Monday At 10:30 last night we stood to and fired 10 rds at R.R. & then the night passed quiet until exactly at 6 this a.m. when Fritz opened up & so did we, my it was fierce & its [sic] the worse straff [sic] we have passed thru yet. We lost our Major being the only casualty it lightened about 7:30 & then all was quiet
[added at the top of the page]: The day passed fairly quiet the weather was wet and misty. Very dark out tonight
The Divisional War Diary is just as brief as Percy: “Major V.J. Kent OC 55th Battery was killed during the bombardment. There were no other casualties and no damage was done to Bty positions. The remainder of the day was quiet.” (1)
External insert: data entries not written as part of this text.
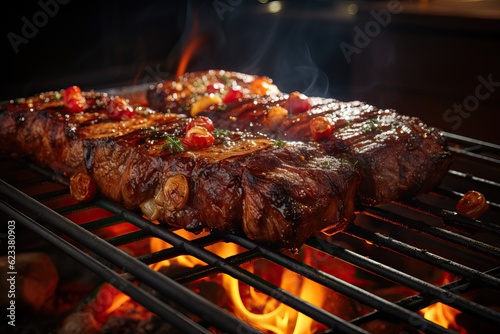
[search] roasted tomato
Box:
[285,92,311,115]
[69,173,96,202]
[222,86,243,103]
[309,116,335,140]
[106,97,135,121]
[182,125,215,150]
[207,81,224,94]
[63,86,87,112]
[250,77,278,96]
[455,190,489,219]
[186,116,215,132]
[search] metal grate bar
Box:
[343,224,500,289]
[352,267,500,325]
[228,235,458,333]
[0,201,211,333]
[448,169,500,188]
[0,180,258,333]
[393,199,500,234]
[98,199,372,333]
[308,238,500,323]
[363,207,500,259]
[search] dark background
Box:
[0,0,500,143]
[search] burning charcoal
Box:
[0,252,59,311]
[58,312,101,334]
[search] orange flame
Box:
[151,230,327,334]
[420,273,467,333]
[175,35,206,76]
[176,8,206,76]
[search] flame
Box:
[176,8,207,76]
[175,35,206,76]
[151,230,327,334]
[420,273,467,333]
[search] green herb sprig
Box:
[163,136,185,153]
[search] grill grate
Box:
[0,133,500,333]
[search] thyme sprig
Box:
[163,136,185,153]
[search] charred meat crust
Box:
[0,88,359,248]
[147,70,452,205]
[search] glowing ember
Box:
[420,273,467,333]
[151,230,327,334]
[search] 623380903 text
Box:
[6,220,17,326]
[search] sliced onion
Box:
[140,198,161,220]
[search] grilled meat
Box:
[147,70,452,205]
[0,91,359,248]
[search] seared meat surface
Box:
[147,70,452,205]
[0,88,359,248]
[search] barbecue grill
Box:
[0,100,500,333]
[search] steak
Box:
[0,91,359,248]
[146,70,452,205]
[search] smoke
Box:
[168,1,336,96]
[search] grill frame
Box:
[0,133,500,333]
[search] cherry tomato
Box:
[309,116,335,140]
[250,77,278,96]
[186,116,215,132]
[69,173,96,202]
[285,92,311,115]
[182,126,215,149]
[63,86,87,112]
[106,97,135,121]
[207,82,224,94]
[222,86,243,103]
[264,106,288,131]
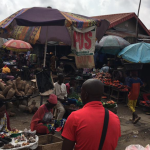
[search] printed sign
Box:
[75,55,95,69]
[72,26,96,56]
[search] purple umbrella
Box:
[16,7,66,26]
[15,7,67,67]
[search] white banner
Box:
[71,26,96,56]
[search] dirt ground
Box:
[10,96,150,150]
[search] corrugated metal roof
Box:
[105,30,150,39]
[92,12,150,35]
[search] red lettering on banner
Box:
[85,31,92,49]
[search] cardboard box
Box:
[37,134,63,150]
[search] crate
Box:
[36,134,63,150]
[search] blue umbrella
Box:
[118,42,150,63]
[95,35,130,55]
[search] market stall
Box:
[0,129,39,150]
[94,72,128,103]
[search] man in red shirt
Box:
[62,79,121,150]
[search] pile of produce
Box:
[95,72,111,81]
[95,73,128,92]
[0,129,37,149]
[0,77,35,100]
[102,100,116,108]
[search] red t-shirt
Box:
[62,101,121,150]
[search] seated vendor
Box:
[57,62,64,74]
[2,65,14,80]
[30,94,57,134]
[66,78,75,95]
[0,100,11,132]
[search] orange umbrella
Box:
[3,40,32,52]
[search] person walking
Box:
[128,71,143,124]
[54,73,67,120]
[62,79,121,150]
[30,94,57,134]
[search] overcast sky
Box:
[0,0,150,29]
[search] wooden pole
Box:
[43,26,48,68]
[136,0,141,42]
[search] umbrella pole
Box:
[55,45,57,69]
[43,26,48,68]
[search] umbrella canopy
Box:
[0,7,109,45]
[118,42,150,63]
[16,7,66,26]
[95,35,130,55]
[3,40,32,52]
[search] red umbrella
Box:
[3,40,32,52]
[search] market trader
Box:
[54,73,67,120]
[62,79,121,150]
[30,94,57,134]
[0,100,11,132]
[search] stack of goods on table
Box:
[0,77,37,116]
[68,93,83,108]
[94,72,111,81]
[112,80,128,92]
[102,100,117,114]
[0,129,38,150]
[95,72,128,92]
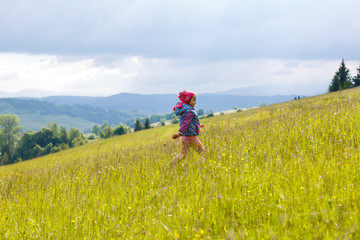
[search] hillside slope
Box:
[0,89,360,239]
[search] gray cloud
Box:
[0,0,360,61]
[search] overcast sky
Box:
[0,0,360,96]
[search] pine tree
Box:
[145,118,150,129]
[353,65,360,87]
[329,59,353,92]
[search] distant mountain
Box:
[0,93,294,131]
[41,93,295,114]
[0,89,59,98]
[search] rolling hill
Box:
[0,88,360,239]
[0,93,294,131]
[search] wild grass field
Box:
[0,89,360,239]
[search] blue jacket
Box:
[174,102,200,136]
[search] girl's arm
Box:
[172,112,193,139]
[178,112,194,135]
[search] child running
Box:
[170,90,205,165]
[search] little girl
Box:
[171,90,205,164]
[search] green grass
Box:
[0,89,360,239]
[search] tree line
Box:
[329,59,360,92]
[0,114,131,165]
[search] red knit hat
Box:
[179,90,195,104]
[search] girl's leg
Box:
[170,136,191,165]
[193,137,206,158]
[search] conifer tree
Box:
[329,59,353,92]
[353,65,360,87]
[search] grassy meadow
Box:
[0,89,360,239]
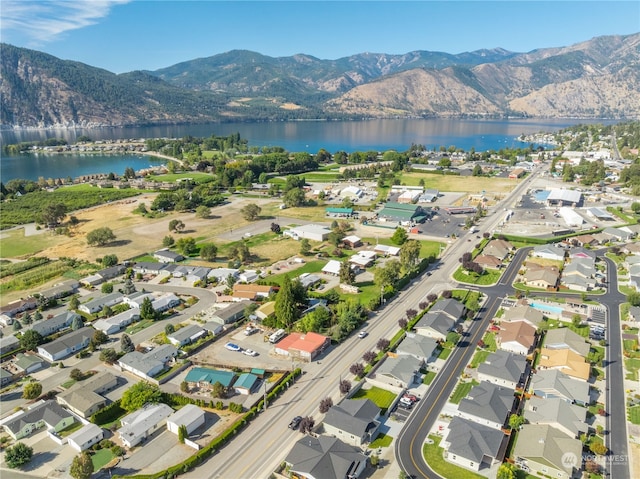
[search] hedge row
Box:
[113,368,302,479]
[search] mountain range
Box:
[0,33,640,128]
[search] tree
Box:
[349,363,364,377]
[400,240,420,271]
[509,414,524,429]
[120,381,162,412]
[196,205,211,219]
[200,243,218,262]
[274,275,298,329]
[38,203,67,225]
[211,381,227,399]
[102,254,118,268]
[362,351,377,364]
[69,295,80,311]
[120,334,136,353]
[87,226,116,246]
[300,238,311,256]
[20,329,42,351]
[169,219,185,233]
[338,261,356,284]
[22,381,42,399]
[240,203,262,221]
[162,235,176,248]
[176,237,198,256]
[100,348,118,364]
[71,314,84,331]
[299,416,316,434]
[318,397,333,414]
[4,442,33,469]
[178,424,189,444]
[338,379,351,394]
[140,296,156,320]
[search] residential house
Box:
[531,244,565,261]
[167,324,207,348]
[153,249,184,263]
[233,283,276,301]
[3,400,76,441]
[529,369,590,406]
[233,373,260,395]
[78,292,124,314]
[538,348,591,381]
[322,399,381,446]
[184,367,236,390]
[544,328,591,357]
[13,353,46,374]
[38,327,96,361]
[285,436,367,479]
[56,372,118,419]
[118,403,173,448]
[440,417,508,471]
[482,239,514,261]
[396,333,439,364]
[478,350,529,389]
[513,424,582,479]
[274,331,331,362]
[118,344,178,379]
[496,321,537,356]
[458,381,515,429]
[375,354,424,388]
[31,311,80,338]
[282,224,331,241]
[524,396,589,439]
[91,308,140,334]
[524,268,560,289]
[167,404,205,435]
[501,305,544,329]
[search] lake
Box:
[0,118,615,182]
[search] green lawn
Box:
[422,371,436,386]
[351,386,396,414]
[91,449,113,472]
[449,380,480,404]
[470,351,491,368]
[453,266,502,286]
[369,433,393,449]
[629,406,640,424]
[422,436,485,479]
[624,358,640,381]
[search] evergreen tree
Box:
[275,275,298,329]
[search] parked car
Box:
[289,416,302,430]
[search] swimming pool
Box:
[529,303,564,314]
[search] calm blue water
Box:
[0,119,615,182]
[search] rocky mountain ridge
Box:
[0,33,640,128]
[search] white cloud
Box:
[0,0,131,44]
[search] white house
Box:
[118,403,173,448]
[167,404,204,434]
[67,423,104,452]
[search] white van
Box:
[269,329,287,344]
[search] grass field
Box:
[351,386,396,414]
[91,449,113,472]
[422,436,485,479]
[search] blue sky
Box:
[0,0,640,73]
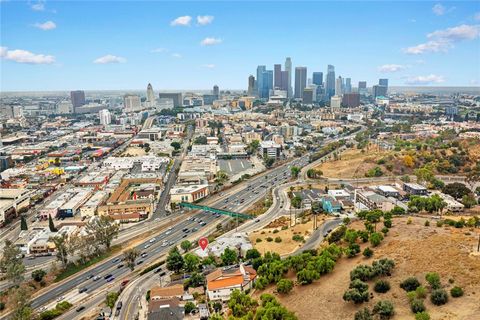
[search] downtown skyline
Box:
[0,1,480,91]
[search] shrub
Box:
[292,234,305,242]
[450,287,463,298]
[415,286,427,299]
[363,247,373,258]
[400,277,420,292]
[354,308,373,320]
[277,279,293,294]
[415,311,430,320]
[373,280,390,293]
[425,272,441,290]
[430,289,448,306]
[410,299,425,313]
[373,300,395,319]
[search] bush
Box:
[400,277,420,292]
[430,289,448,306]
[373,280,390,293]
[410,299,425,313]
[450,287,463,298]
[415,286,427,299]
[354,308,373,320]
[363,247,373,258]
[373,300,395,319]
[415,311,430,320]
[277,279,293,294]
[425,272,441,290]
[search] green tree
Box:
[20,215,28,230]
[167,247,185,273]
[180,240,192,252]
[48,215,57,232]
[220,248,238,266]
[290,166,300,178]
[0,239,25,286]
[105,292,119,309]
[85,216,120,250]
[123,248,140,271]
[183,253,200,272]
[277,279,293,294]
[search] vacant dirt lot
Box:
[249,217,323,255]
[255,218,480,320]
[316,146,390,178]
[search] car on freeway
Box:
[75,306,85,312]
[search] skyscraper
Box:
[273,64,282,89]
[98,109,112,126]
[70,90,85,113]
[147,83,155,107]
[247,75,256,96]
[257,66,267,98]
[294,67,307,99]
[335,76,343,96]
[345,78,352,93]
[325,64,335,99]
[312,72,323,86]
[285,57,293,98]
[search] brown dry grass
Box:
[249,217,323,255]
[255,218,480,320]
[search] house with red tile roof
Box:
[206,264,257,301]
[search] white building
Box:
[98,109,112,126]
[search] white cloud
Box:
[405,74,445,85]
[170,16,192,27]
[378,64,407,73]
[427,24,480,41]
[33,21,57,31]
[197,16,215,26]
[150,48,168,53]
[0,47,55,64]
[200,37,222,46]
[404,24,480,54]
[432,3,447,16]
[30,1,45,11]
[93,54,127,64]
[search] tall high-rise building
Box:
[147,83,155,107]
[257,66,267,98]
[123,94,142,112]
[358,81,368,96]
[285,57,293,98]
[312,72,323,86]
[273,64,282,89]
[372,85,388,98]
[247,75,256,96]
[325,64,335,99]
[70,90,85,113]
[294,67,307,99]
[98,109,112,126]
[335,76,343,96]
[345,78,352,93]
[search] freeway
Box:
[32,156,308,318]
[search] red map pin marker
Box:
[198,238,208,250]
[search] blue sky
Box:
[0,0,480,91]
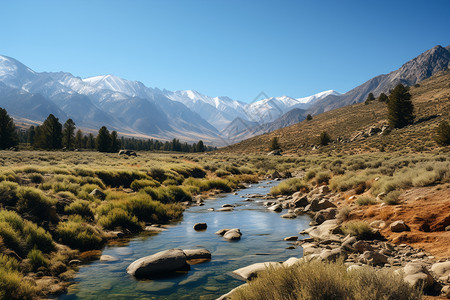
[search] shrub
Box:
[64,200,94,220]
[27,249,48,271]
[341,221,374,239]
[56,217,104,251]
[98,208,143,232]
[17,187,56,219]
[383,191,402,205]
[233,261,422,300]
[270,178,308,195]
[355,196,377,205]
[130,179,160,191]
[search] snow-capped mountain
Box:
[0,56,338,145]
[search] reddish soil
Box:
[351,184,450,259]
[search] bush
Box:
[383,191,402,205]
[232,261,422,300]
[355,196,377,205]
[27,249,48,271]
[270,178,308,195]
[56,216,104,251]
[130,179,160,192]
[17,187,56,219]
[98,208,143,232]
[341,221,374,239]
[64,200,94,220]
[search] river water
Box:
[59,181,310,300]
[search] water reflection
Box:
[60,182,310,300]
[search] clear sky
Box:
[0,0,450,102]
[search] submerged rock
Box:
[127,249,188,278]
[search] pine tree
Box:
[388,84,415,128]
[434,121,450,146]
[378,93,389,102]
[110,130,120,153]
[270,137,281,151]
[0,107,18,149]
[319,131,331,146]
[63,119,75,150]
[34,114,62,149]
[95,126,112,152]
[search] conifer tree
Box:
[95,126,112,152]
[63,119,75,150]
[388,83,415,128]
[0,107,18,149]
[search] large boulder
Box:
[127,249,188,278]
[233,261,282,280]
[183,249,211,260]
[358,251,388,266]
[403,262,435,290]
[389,220,410,232]
[223,228,242,241]
[431,261,450,282]
[194,223,208,230]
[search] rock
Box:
[223,228,242,241]
[291,192,309,208]
[403,262,435,290]
[100,255,118,262]
[283,257,300,267]
[127,249,187,278]
[194,223,208,230]
[353,241,373,253]
[320,247,347,261]
[233,261,282,280]
[217,207,233,211]
[389,220,410,232]
[183,249,211,260]
[268,204,283,212]
[358,251,388,266]
[281,213,297,219]
[89,189,106,200]
[310,199,336,211]
[431,261,450,282]
[214,228,230,235]
[313,207,338,224]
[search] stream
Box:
[59,181,310,300]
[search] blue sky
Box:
[0,0,450,102]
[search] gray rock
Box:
[214,228,230,235]
[358,251,388,266]
[431,261,450,282]
[389,220,410,232]
[127,249,187,278]
[281,213,297,219]
[233,261,282,280]
[183,249,211,260]
[320,247,347,261]
[194,223,208,230]
[223,228,242,240]
[268,204,283,212]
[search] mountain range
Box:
[0,46,450,146]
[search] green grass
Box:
[232,261,422,300]
[270,178,308,195]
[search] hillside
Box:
[219,69,450,155]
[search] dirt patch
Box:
[351,184,450,259]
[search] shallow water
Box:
[59,181,310,300]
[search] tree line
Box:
[0,108,217,153]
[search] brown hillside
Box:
[219,69,450,155]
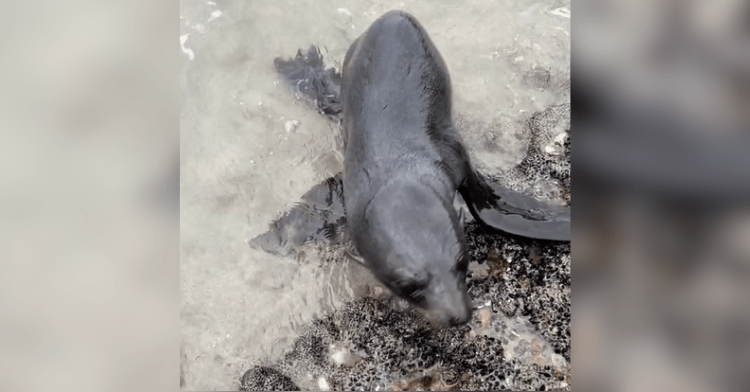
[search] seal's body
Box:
[341,11,471,324]
[258,11,570,325]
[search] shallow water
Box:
[180,0,570,390]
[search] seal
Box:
[251,11,570,326]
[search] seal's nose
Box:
[448,304,472,327]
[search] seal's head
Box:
[352,183,471,326]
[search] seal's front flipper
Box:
[249,174,347,256]
[459,172,570,241]
[273,45,342,116]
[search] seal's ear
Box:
[458,171,570,241]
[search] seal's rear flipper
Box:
[248,174,347,256]
[273,45,341,116]
[459,172,570,241]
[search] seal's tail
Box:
[273,45,341,116]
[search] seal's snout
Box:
[424,282,472,327]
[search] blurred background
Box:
[0,0,179,391]
[0,0,750,391]
[571,0,750,391]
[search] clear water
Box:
[180,0,570,390]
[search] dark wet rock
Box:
[240,366,300,391]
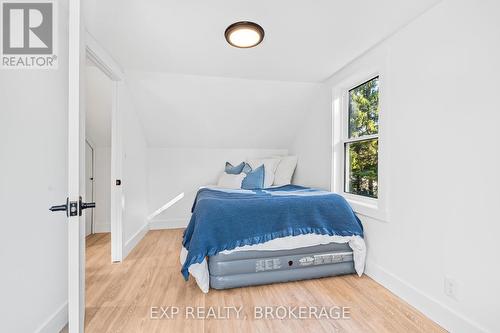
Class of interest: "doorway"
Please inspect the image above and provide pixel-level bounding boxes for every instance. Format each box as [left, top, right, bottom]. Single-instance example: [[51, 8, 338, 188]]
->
[[85, 140, 95, 237], [84, 59, 113, 241]]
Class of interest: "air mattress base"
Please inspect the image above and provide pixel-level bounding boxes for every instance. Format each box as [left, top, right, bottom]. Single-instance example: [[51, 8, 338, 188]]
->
[[208, 243, 355, 289]]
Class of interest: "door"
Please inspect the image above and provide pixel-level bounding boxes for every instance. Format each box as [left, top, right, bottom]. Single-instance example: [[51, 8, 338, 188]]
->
[[68, 0, 85, 333], [85, 141, 94, 237], [51, 0, 90, 333]]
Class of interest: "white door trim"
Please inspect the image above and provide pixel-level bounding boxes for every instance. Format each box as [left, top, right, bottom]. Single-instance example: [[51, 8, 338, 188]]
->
[[68, 0, 85, 333], [85, 32, 125, 262]]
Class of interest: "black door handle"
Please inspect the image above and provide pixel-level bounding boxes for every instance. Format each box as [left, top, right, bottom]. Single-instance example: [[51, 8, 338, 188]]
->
[[80, 202, 95, 210], [49, 205, 68, 212], [49, 197, 95, 216], [80, 197, 95, 216], [49, 198, 78, 216]]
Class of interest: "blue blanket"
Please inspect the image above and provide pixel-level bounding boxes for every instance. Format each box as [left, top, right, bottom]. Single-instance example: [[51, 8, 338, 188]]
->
[[181, 185, 363, 280]]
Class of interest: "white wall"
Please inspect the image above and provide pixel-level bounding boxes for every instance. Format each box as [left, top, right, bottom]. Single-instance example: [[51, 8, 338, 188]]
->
[[85, 60, 113, 233], [291, 0, 500, 332], [118, 84, 148, 246], [0, 1, 68, 332], [94, 147, 112, 232], [291, 85, 332, 189], [148, 148, 287, 228]]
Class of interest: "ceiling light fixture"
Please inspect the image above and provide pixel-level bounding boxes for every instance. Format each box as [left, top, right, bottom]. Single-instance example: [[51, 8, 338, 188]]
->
[[224, 21, 264, 49]]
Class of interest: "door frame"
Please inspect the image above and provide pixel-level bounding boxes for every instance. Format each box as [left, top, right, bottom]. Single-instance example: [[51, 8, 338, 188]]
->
[[85, 137, 95, 235], [67, 0, 124, 326], [81, 31, 125, 262]]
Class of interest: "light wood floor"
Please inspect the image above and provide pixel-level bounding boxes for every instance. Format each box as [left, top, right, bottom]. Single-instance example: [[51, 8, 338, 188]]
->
[[85, 230, 444, 333]]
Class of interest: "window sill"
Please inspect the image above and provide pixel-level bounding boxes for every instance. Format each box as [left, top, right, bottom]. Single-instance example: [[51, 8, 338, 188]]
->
[[343, 193, 388, 222]]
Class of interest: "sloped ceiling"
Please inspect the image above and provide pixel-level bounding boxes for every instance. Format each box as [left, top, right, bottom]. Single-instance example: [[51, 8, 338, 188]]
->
[[83, 0, 439, 148], [85, 62, 112, 147], [127, 72, 321, 148]]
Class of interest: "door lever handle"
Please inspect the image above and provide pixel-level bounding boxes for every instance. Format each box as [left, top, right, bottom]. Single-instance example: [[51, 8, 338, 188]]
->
[[80, 197, 95, 216], [49, 198, 78, 217], [49, 205, 68, 212], [80, 202, 95, 209]]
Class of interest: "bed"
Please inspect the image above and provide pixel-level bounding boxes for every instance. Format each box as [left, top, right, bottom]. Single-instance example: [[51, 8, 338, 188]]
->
[[180, 185, 366, 293]]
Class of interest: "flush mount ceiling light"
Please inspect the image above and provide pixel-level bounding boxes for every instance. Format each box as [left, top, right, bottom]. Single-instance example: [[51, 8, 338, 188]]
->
[[224, 21, 264, 49]]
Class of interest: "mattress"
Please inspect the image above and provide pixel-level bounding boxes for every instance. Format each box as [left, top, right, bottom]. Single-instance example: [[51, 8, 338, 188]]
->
[[208, 243, 355, 289]]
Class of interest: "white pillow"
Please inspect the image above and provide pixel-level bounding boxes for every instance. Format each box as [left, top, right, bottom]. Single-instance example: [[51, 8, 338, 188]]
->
[[248, 158, 280, 188], [217, 172, 247, 189], [273, 156, 298, 186]]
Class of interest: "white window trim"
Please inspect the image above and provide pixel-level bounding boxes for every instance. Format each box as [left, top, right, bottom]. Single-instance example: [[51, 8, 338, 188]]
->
[[330, 66, 389, 222]]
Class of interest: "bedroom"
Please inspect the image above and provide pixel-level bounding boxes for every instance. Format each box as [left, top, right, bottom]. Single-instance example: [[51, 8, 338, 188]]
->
[[0, 0, 500, 333]]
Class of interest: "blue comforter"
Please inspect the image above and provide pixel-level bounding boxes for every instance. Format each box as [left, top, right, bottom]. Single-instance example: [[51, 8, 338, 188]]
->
[[181, 185, 363, 280]]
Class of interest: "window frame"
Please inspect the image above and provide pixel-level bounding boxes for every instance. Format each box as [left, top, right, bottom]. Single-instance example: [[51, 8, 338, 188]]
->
[[331, 67, 388, 221], [342, 75, 382, 200]]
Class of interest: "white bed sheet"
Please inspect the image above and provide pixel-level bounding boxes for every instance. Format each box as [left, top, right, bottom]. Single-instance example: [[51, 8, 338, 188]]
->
[[180, 234, 366, 293]]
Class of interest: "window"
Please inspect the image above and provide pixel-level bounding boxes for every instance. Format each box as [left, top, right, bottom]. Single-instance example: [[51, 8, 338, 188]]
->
[[342, 77, 380, 199]]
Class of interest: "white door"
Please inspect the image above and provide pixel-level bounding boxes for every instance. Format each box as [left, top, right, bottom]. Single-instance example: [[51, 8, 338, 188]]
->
[[53, 0, 88, 333], [68, 0, 85, 333], [85, 141, 94, 237]]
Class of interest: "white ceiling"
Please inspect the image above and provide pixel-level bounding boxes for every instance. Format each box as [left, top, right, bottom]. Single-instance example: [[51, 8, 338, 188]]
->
[[85, 62, 112, 147], [83, 0, 438, 82], [82, 0, 439, 148], [127, 72, 321, 148]]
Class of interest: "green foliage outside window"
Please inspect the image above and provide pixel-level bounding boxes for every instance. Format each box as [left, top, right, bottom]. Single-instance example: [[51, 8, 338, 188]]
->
[[345, 77, 380, 198]]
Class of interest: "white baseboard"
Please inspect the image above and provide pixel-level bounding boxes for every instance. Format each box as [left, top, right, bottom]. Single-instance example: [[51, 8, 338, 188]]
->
[[149, 218, 189, 230], [365, 262, 488, 333], [35, 302, 68, 333], [94, 223, 111, 234], [123, 223, 149, 260]]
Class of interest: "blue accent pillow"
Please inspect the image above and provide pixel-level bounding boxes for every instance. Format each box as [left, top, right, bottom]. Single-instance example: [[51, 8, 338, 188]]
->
[[241, 163, 252, 174], [224, 162, 246, 175], [241, 165, 265, 190]]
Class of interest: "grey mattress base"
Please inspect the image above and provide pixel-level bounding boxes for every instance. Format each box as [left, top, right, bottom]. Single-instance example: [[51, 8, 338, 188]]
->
[[208, 243, 355, 289]]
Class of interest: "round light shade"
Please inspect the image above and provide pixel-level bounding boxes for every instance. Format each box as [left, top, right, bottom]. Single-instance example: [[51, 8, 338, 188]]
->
[[224, 21, 264, 49]]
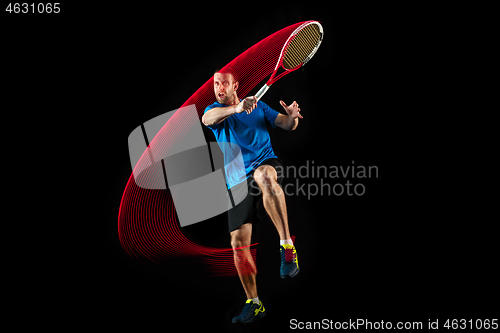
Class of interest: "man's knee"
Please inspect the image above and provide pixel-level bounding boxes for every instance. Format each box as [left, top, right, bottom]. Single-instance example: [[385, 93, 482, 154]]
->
[[253, 165, 278, 187], [231, 223, 252, 249]]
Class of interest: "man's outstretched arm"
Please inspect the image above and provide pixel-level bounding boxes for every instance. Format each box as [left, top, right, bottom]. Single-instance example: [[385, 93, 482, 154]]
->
[[201, 96, 257, 126]]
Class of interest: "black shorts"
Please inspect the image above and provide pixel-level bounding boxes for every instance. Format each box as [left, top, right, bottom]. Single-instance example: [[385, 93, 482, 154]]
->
[[228, 158, 284, 232]]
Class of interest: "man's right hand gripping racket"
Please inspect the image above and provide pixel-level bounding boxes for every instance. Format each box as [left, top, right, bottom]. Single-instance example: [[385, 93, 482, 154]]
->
[[255, 21, 323, 101]]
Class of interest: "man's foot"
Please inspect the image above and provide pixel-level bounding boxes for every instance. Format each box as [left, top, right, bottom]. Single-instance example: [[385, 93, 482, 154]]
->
[[280, 244, 300, 279], [233, 299, 266, 324]]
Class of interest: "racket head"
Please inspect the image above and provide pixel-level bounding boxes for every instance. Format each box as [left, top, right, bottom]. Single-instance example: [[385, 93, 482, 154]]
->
[[281, 21, 323, 71], [267, 21, 323, 85]]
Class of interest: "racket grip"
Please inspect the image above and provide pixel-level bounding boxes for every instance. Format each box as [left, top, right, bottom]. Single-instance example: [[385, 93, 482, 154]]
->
[[255, 84, 271, 101]]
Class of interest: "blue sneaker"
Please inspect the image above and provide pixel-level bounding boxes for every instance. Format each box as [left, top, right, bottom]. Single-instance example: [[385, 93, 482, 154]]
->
[[233, 299, 266, 324], [280, 244, 300, 279]]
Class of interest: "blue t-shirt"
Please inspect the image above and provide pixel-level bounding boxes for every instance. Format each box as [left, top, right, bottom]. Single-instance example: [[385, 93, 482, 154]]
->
[[205, 99, 279, 188]]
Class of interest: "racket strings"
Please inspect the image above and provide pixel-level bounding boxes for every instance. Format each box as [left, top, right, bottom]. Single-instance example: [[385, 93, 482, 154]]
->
[[283, 24, 321, 69]]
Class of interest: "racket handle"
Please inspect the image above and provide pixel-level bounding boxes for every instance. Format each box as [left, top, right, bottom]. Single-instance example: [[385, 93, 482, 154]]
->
[[255, 84, 271, 101]]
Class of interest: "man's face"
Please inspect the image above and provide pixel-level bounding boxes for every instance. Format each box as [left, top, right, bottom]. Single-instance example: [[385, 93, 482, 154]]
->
[[214, 73, 238, 105]]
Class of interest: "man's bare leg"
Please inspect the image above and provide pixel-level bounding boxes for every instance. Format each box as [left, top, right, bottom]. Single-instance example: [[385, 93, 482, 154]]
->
[[254, 165, 290, 240], [231, 223, 257, 299]]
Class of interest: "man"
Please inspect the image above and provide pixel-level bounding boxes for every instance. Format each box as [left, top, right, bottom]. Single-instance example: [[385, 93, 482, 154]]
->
[[202, 70, 302, 323]]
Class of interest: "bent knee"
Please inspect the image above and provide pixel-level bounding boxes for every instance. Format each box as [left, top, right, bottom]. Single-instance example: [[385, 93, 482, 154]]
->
[[253, 165, 278, 185]]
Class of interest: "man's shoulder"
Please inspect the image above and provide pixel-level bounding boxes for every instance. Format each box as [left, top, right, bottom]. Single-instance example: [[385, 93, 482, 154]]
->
[[204, 102, 227, 113]]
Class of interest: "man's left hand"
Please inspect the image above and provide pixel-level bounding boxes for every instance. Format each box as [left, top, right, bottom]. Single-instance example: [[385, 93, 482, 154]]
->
[[280, 101, 303, 119]]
The Battery Historian tells the story:
On the morning of March 4th at six o’clock a tremendous roll of artillery from the enemy lines startled everyone. Gas and H. E. began to fall in great quantity on Lievin and areas well back of the trenches. It looked as though his offensive had really begun. All the telephone communications were soon cut, and it was impossible to lay wire under such severe shelling. Although we had received no firing orders from Brigade, Major Kent began an S. O. S. barrage without hesitation. After some time, the enemy’s fire on the forward area slackened, though he still continued to pound the battery locations. The Major, unwilling to expose his men unnecessarily, and always anxious on their behalf, went from pit to pit, seeing that each crew left for the control pit, a deep and bombproof dug-out. Just as the last man went in an N. C. O. called to the Major, “You’d better come down, sir,” to which the Major replied, “Oh, I’ll be all right.” A moment later he was killed by a shell which detonated in the trench beside him. (2)
“My it was fierce,” says Percy. “Everyone thought that the spring offensive had begun,” says Joseph Clearihue, over at the 51st (Howitzer) Battery. (3) Archie Wills (58th (Howitzer Battery), 14th Brigade notes that “Fritz came over in large numbers with pack and three-days rations, evidently expecting to get through. But he was out of luck. Our artillery cut up the raiders and many were left in the wire. He put a heavy barrage on our artillery and mixed up sneezing gas which made things disagreeable. One major was killed in 55. This was Fritz’s second attempt to get through but was frustrated both times.” (4)
(1) War Diary of the Fifth Canadian Divisional Artillery. Vol. 14: 5. March 4, 1918. Library and Archives of Canada.
(2) MacArthur, D.C. The History of the Fifty-Fifth Battery, CFA. 1919. 28-29. The photograph is part of the frontispiece to this book.
(3) Clearihue, Joseph B. Diary. Transcript. March 4, 1918. Joseph Badenoch Clearihue fonds, University of Victoria Archives.